The limitation of this research is that the probes for measuring the brainwaves (BIS) and the CBF (NIRO®-200NX) had to be placed on the forehead, and although the BIS and CBF at the forehead could be measured, the conditions at other locations in the brain were not evaluated. Some reports showed differences in blood flow changes in different parts of the brain depending on the anesthetics used; thus, more detailed measurement at the multiple sites of the brain may be necessary [39]. In the present study, we also tried to adjust the types and volumes of anesthetics and opioids in both groups in order to maintain the MAP, BIS, SpO2, and etCO2 values within a preferable range. However, complete matching of the drugs used and their volume was not possible. Although the anesthesia method used in this study is thought to have a small effect on CBF in both groups, it may be an issue that should be considered when discussing the results. Although this study satisfied the requirements of the statistical sample size calculation, the sample size was small, which is another limitation. Future large-scale studies should evaluate cerebral and cognitive function during and after anesthesia.

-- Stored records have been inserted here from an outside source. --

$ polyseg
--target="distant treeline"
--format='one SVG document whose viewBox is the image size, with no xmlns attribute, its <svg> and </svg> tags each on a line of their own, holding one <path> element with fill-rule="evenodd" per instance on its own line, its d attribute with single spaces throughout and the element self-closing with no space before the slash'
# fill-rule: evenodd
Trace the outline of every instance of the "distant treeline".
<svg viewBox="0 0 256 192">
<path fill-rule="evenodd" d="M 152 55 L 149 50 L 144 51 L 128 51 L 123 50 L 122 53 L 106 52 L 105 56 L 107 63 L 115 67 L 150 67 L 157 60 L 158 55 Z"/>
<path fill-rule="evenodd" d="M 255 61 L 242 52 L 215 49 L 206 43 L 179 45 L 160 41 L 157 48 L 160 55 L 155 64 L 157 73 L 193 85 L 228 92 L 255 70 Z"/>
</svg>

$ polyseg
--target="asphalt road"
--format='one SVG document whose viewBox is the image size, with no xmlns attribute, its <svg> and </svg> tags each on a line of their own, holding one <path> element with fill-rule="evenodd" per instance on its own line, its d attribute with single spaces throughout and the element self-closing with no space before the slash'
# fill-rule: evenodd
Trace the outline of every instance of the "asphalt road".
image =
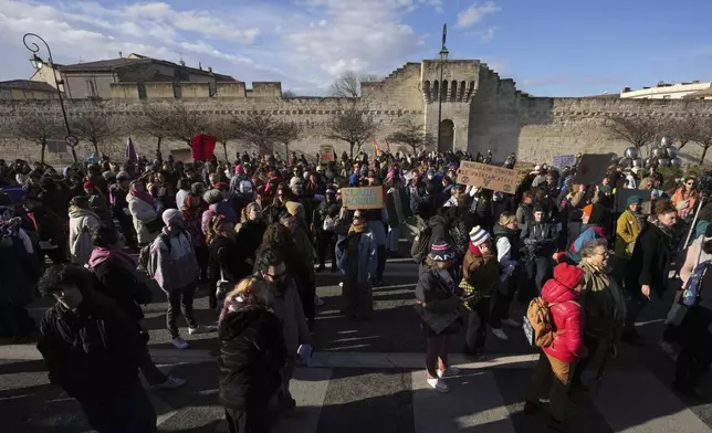
<svg viewBox="0 0 712 433">
<path fill-rule="evenodd" d="M 374 291 L 370 320 L 352 321 L 338 314 L 338 274 L 317 274 L 320 307 L 315 359 L 301 368 L 292 391 L 297 409 L 275 416 L 278 432 L 544 432 L 545 415 L 525 415 L 522 395 L 532 374 L 535 352 L 521 329 L 507 329 L 509 341 L 488 335 L 488 358 L 454 363 L 463 374 L 449 379 L 449 394 L 427 388 L 422 369 L 425 341 L 412 310 L 417 268 L 408 260 L 391 260 L 385 284 Z M 151 391 L 161 432 L 224 431 L 217 402 L 214 334 L 185 336 L 191 349 L 172 348 L 165 330 L 165 297 L 146 308 L 154 359 L 171 374 L 189 380 L 179 390 Z M 598 394 L 572 397 L 567 424 L 576 432 L 712 432 L 712 400 L 694 402 L 669 390 L 673 361 L 657 346 L 671 303 L 653 300 L 641 317 L 646 347 L 621 347 L 607 370 Z M 46 302 L 32 313 L 40 315 Z M 198 320 L 214 320 L 203 291 L 196 300 Z M 514 317 L 522 306 L 514 306 Z M 179 321 L 184 327 L 185 323 Z M 185 328 L 182 328 L 185 329 Z M 186 332 L 187 334 L 187 332 Z M 462 336 L 452 345 L 460 352 Z M 33 345 L 0 346 L 0 419 L 3 432 L 88 432 L 80 408 L 49 384 Z M 710 383 L 708 383 L 709 387 Z"/>
</svg>

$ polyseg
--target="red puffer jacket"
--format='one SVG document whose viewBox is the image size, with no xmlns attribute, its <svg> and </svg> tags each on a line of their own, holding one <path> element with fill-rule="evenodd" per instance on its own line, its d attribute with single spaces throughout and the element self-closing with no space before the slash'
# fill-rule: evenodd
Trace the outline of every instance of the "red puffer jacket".
<svg viewBox="0 0 712 433">
<path fill-rule="evenodd" d="M 552 345 L 542 349 L 562 362 L 576 362 L 585 350 L 583 345 L 584 309 L 576 302 L 578 292 L 574 292 L 552 278 L 544 284 L 542 297 L 549 304 L 554 330 L 557 334 Z"/>
</svg>

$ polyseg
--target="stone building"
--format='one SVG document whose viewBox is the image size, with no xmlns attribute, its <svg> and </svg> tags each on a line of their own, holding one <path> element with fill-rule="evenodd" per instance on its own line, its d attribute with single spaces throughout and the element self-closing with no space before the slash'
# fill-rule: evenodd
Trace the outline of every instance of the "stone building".
<svg viewBox="0 0 712 433">
<path fill-rule="evenodd" d="M 101 106 L 113 116 L 127 119 L 139 116 L 145 104 L 176 102 L 206 117 L 244 116 L 259 110 L 302 124 L 303 136 L 291 148 L 315 154 L 323 144 L 334 145 L 338 152 L 347 150 L 345 142 L 332 141 L 325 138 L 325 133 L 334 113 L 350 104 L 374 116 L 378 124 L 375 140 L 383 141 L 402 119 L 425 125 L 437 135 L 438 101 L 442 97 L 440 150 L 474 154 L 491 149 L 499 160 L 516 152 L 520 160 L 531 162 L 551 162 L 554 155 L 579 151 L 622 154 L 629 145 L 611 137 L 606 126 L 612 116 L 672 119 L 712 115 L 710 101 L 532 97 L 519 91 L 514 81 L 501 78 L 477 60 L 447 61 L 440 82 L 440 67 L 437 60 L 407 63 L 380 82 L 363 83 L 359 98 L 285 98 L 279 82 L 254 82 L 248 87 L 240 81 L 174 80 L 142 84 L 124 80 L 108 83 L 109 98 L 72 98 L 67 109 L 70 116 L 82 116 Z M 6 120 L 28 112 L 56 116 L 59 110 L 59 104 L 0 101 L 0 119 Z M 153 154 L 153 139 L 136 134 L 133 138 L 139 152 Z M 176 141 L 169 146 L 185 145 Z M 240 148 L 243 144 L 232 141 L 230 154 Z M 373 150 L 370 141 L 364 149 Z M 283 151 L 279 147 L 276 150 Z M 693 161 L 699 154 L 699 147 L 691 144 L 681 157 Z"/>
</svg>

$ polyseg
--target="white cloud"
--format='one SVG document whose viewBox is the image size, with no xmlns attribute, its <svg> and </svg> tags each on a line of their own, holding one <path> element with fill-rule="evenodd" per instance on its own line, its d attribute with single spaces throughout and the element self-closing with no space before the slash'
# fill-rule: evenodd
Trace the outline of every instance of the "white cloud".
<svg viewBox="0 0 712 433">
<path fill-rule="evenodd" d="M 484 3 L 474 3 L 462 12 L 458 13 L 458 23 L 459 28 L 468 28 L 478 22 L 482 21 L 486 15 L 491 15 L 501 11 L 502 8 L 496 6 L 493 1 L 488 1 Z"/>
</svg>

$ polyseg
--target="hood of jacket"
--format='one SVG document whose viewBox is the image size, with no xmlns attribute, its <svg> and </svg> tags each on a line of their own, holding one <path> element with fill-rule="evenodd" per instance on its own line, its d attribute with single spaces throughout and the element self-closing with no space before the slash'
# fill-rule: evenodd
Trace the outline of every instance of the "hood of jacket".
<svg viewBox="0 0 712 433">
<path fill-rule="evenodd" d="M 232 340 L 270 314 L 273 313 L 259 305 L 239 307 L 237 310 L 230 311 L 220 321 L 218 336 L 221 340 Z"/>
<path fill-rule="evenodd" d="M 96 213 L 90 211 L 88 209 L 82 209 L 82 208 L 70 208 L 70 218 L 86 218 L 86 216 L 94 216 L 98 220 L 98 216 L 96 216 Z"/>
<path fill-rule="evenodd" d="M 561 304 L 568 300 L 576 300 L 578 292 L 572 291 L 562 283 L 552 278 L 544 284 L 542 288 L 542 297 L 549 304 Z"/>
</svg>

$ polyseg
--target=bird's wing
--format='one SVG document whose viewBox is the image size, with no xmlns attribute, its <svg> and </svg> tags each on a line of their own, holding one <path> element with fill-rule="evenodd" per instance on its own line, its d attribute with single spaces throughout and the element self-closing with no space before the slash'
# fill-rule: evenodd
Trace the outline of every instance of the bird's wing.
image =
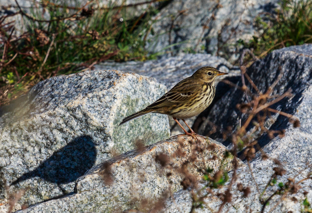
<svg viewBox="0 0 312 213">
<path fill-rule="evenodd" d="M 200 90 L 198 84 L 190 82 L 186 79 L 146 108 L 157 109 L 187 102 Z"/>
</svg>

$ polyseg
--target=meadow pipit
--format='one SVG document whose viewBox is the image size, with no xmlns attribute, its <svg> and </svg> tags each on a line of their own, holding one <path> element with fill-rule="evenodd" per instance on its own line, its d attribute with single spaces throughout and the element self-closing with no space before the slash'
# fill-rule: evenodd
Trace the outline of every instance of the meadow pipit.
<svg viewBox="0 0 312 213">
<path fill-rule="evenodd" d="M 202 67 L 143 110 L 124 118 L 119 126 L 146 114 L 160 113 L 172 116 L 186 134 L 196 134 L 184 119 L 198 115 L 210 105 L 215 93 L 216 79 L 219 75 L 228 74 L 211 67 Z M 177 119 L 182 119 L 185 123 L 191 130 L 190 133 Z"/>
</svg>

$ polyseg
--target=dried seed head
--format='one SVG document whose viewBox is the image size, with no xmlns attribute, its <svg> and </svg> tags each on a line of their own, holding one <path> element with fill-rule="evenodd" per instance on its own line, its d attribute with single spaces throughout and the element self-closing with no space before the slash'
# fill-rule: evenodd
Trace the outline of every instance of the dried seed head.
<svg viewBox="0 0 312 213">
<path fill-rule="evenodd" d="M 241 191 L 243 190 L 243 189 L 244 187 L 243 187 L 243 185 L 241 183 L 239 183 L 237 184 L 237 189 L 238 190 L 240 191 Z"/>
<path fill-rule="evenodd" d="M 275 172 L 274 174 L 276 175 L 280 176 L 282 176 L 286 173 L 286 170 L 281 167 L 275 167 L 273 168 L 273 170 Z"/>
<path fill-rule="evenodd" d="M 215 149 L 216 149 L 216 145 L 213 144 L 209 144 L 207 147 L 207 149 L 208 150 L 213 150 Z"/>
</svg>

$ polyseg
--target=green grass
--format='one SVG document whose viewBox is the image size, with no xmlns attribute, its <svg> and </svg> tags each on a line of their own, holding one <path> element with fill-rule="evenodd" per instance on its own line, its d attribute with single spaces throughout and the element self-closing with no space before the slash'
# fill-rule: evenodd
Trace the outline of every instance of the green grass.
<svg viewBox="0 0 312 213">
<path fill-rule="evenodd" d="M 284 0 L 280 6 L 276 14 L 257 18 L 257 31 L 263 32 L 260 36 L 239 43 L 262 57 L 274 49 L 312 42 L 312 1 Z"/>
<path fill-rule="evenodd" d="M 15 32 L 12 24 L 5 25 L 5 17 L 1 18 L 0 32 L 4 42 L 0 44 L 3 56 L 0 105 L 41 80 L 78 72 L 104 60 L 154 58 L 147 56 L 144 47 L 151 16 L 157 12 L 154 8 L 148 7 L 141 15 L 134 17 L 128 15 L 125 7 L 110 3 L 106 8 L 94 9 L 96 2 L 92 3 L 83 10 L 79 7 L 84 5 L 78 3 L 74 8 L 66 2 L 41 2 L 39 6 L 43 11 L 33 10 L 23 16 L 28 26 L 20 37 L 12 35 Z"/>
</svg>

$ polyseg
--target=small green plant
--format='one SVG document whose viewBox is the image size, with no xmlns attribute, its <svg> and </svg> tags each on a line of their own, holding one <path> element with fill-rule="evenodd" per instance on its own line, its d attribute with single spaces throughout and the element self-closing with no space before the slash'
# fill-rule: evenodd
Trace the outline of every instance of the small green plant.
<svg viewBox="0 0 312 213">
<path fill-rule="evenodd" d="M 257 31 L 263 32 L 260 36 L 238 43 L 262 57 L 274 49 L 312 42 L 312 1 L 283 0 L 280 5 L 276 14 L 256 18 Z"/>
<path fill-rule="evenodd" d="M 134 17 L 129 17 L 129 7 L 123 4 L 111 2 L 100 8 L 95 1 L 84 5 L 76 2 L 75 7 L 70 3 L 43 1 L 39 5 L 35 1 L 30 14 L 18 6 L 17 14 L 27 26 L 19 36 L 13 23 L 6 23 L 9 16 L 0 18 L 4 42 L 0 44 L 0 105 L 15 97 L 8 94 L 17 88 L 25 92 L 40 80 L 90 69 L 105 60 L 153 58 L 144 47 L 154 8 L 148 7 L 142 15 Z"/>
</svg>

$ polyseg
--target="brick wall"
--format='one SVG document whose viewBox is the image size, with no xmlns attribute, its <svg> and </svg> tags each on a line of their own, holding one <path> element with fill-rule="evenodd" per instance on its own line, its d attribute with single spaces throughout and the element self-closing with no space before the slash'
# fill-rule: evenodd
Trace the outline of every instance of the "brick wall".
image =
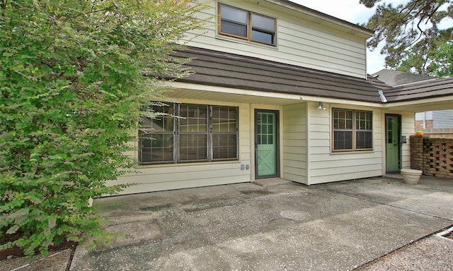
<svg viewBox="0 0 453 271">
<path fill-rule="evenodd" d="M 411 136 L 411 168 L 423 175 L 453 179 L 453 138 Z"/>
</svg>

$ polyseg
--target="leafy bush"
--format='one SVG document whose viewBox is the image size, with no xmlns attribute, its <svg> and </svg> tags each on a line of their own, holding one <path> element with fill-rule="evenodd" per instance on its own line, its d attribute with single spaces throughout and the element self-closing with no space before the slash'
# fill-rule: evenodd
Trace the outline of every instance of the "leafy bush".
<svg viewBox="0 0 453 271">
<path fill-rule="evenodd" d="M 134 165 L 125 152 L 168 53 L 200 28 L 192 1 L 0 0 L 0 249 L 46 255 L 108 234 L 88 200 Z M 131 132 L 132 131 L 132 132 Z"/>
</svg>

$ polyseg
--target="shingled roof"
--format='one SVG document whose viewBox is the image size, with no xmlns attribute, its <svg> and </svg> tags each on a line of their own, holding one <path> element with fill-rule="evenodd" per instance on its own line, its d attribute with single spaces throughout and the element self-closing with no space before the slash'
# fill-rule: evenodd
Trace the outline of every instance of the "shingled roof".
<svg viewBox="0 0 453 271">
<path fill-rule="evenodd" d="M 453 95 L 453 78 L 392 88 L 384 90 L 389 102 Z"/>
<path fill-rule="evenodd" d="M 186 67 L 195 72 L 180 82 L 263 92 L 382 103 L 453 95 L 453 78 L 391 88 L 378 79 L 360 79 L 238 54 L 188 47 L 174 52 L 191 58 Z"/>
</svg>

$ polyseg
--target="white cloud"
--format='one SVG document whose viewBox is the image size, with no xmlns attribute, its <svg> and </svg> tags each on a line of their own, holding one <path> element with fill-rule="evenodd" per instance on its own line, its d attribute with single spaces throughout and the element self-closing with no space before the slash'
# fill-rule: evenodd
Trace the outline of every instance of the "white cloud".
<svg viewBox="0 0 453 271">
<path fill-rule="evenodd" d="M 368 8 L 359 0 L 291 0 L 300 5 L 322 12 L 352 23 L 365 23 L 374 13 L 374 8 Z M 400 2 L 398 1 L 397 2 Z M 376 73 L 384 68 L 385 56 L 380 49 L 367 50 L 367 66 L 368 73 Z"/>
</svg>

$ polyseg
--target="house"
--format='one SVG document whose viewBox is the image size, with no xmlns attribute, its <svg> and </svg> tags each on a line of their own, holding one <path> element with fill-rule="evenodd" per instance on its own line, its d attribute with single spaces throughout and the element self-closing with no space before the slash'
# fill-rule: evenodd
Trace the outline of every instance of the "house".
<svg viewBox="0 0 453 271">
<path fill-rule="evenodd" d="M 366 28 L 286 0 L 210 2 L 196 73 L 145 119 L 123 193 L 280 178 L 311 185 L 410 167 L 416 112 L 453 109 L 453 78 L 391 88 L 368 77 Z M 200 35 L 196 35 L 200 34 Z M 152 140 L 144 138 L 152 136 Z"/>
<path fill-rule="evenodd" d="M 391 87 L 419 84 L 439 79 L 436 77 L 402 71 L 382 69 L 372 76 Z M 415 113 L 415 130 L 425 136 L 437 138 L 453 138 L 453 110 L 437 110 Z"/>
</svg>

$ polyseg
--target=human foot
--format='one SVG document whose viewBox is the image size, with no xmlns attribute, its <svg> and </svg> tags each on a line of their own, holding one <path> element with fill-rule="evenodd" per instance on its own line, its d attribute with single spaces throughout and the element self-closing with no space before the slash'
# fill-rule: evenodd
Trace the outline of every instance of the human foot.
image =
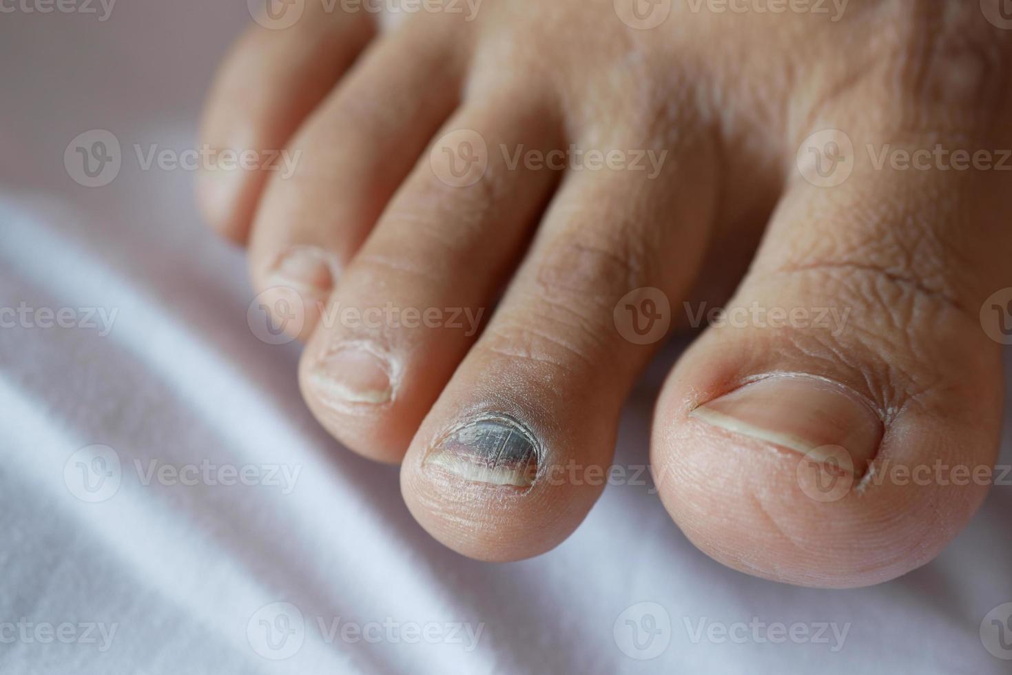
<svg viewBox="0 0 1012 675">
<path fill-rule="evenodd" d="M 1010 33 L 978 3 L 817 4 L 445 0 L 381 30 L 369 3 L 308 0 L 235 48 L 204 140 L 302 154 L 290 177 L 203 176 L 202 206 L 268 305 L 305 308 L 321 423 L 403 459 L 436 538 L 495 561 L 562 541 L 649 321 L 734 287 L 760 237 L 727 306 L 751 318 L 699 337 L 658 403 L 679 526 L 739 570 L 857 586 L 981 503 L 981 481 L 891 472 L 994 460 L 978 311 L 1012 285 L 1008 174 L 915 151 L 1009 147 Z"/>
</svg>

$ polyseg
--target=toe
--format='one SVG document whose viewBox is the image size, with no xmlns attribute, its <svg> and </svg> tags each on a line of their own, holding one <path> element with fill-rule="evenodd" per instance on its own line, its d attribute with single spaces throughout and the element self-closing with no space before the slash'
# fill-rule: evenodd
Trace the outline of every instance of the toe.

The present study showed that when anesthesia was slowly induced while controlling the MAP, BIS, SpO2 and etCO2 values within a preferable range, the nTHI value of elderly patients with severe dementia was 0.60 (decreased by 40%); however, an nTHI value of 0.75 (decreased by 25%) was observed in elderly patients with no cognitive decline. These findings indicate that the nTHI value decreases significantly in elderly patients with severe dementia. No change was observed in the TOI.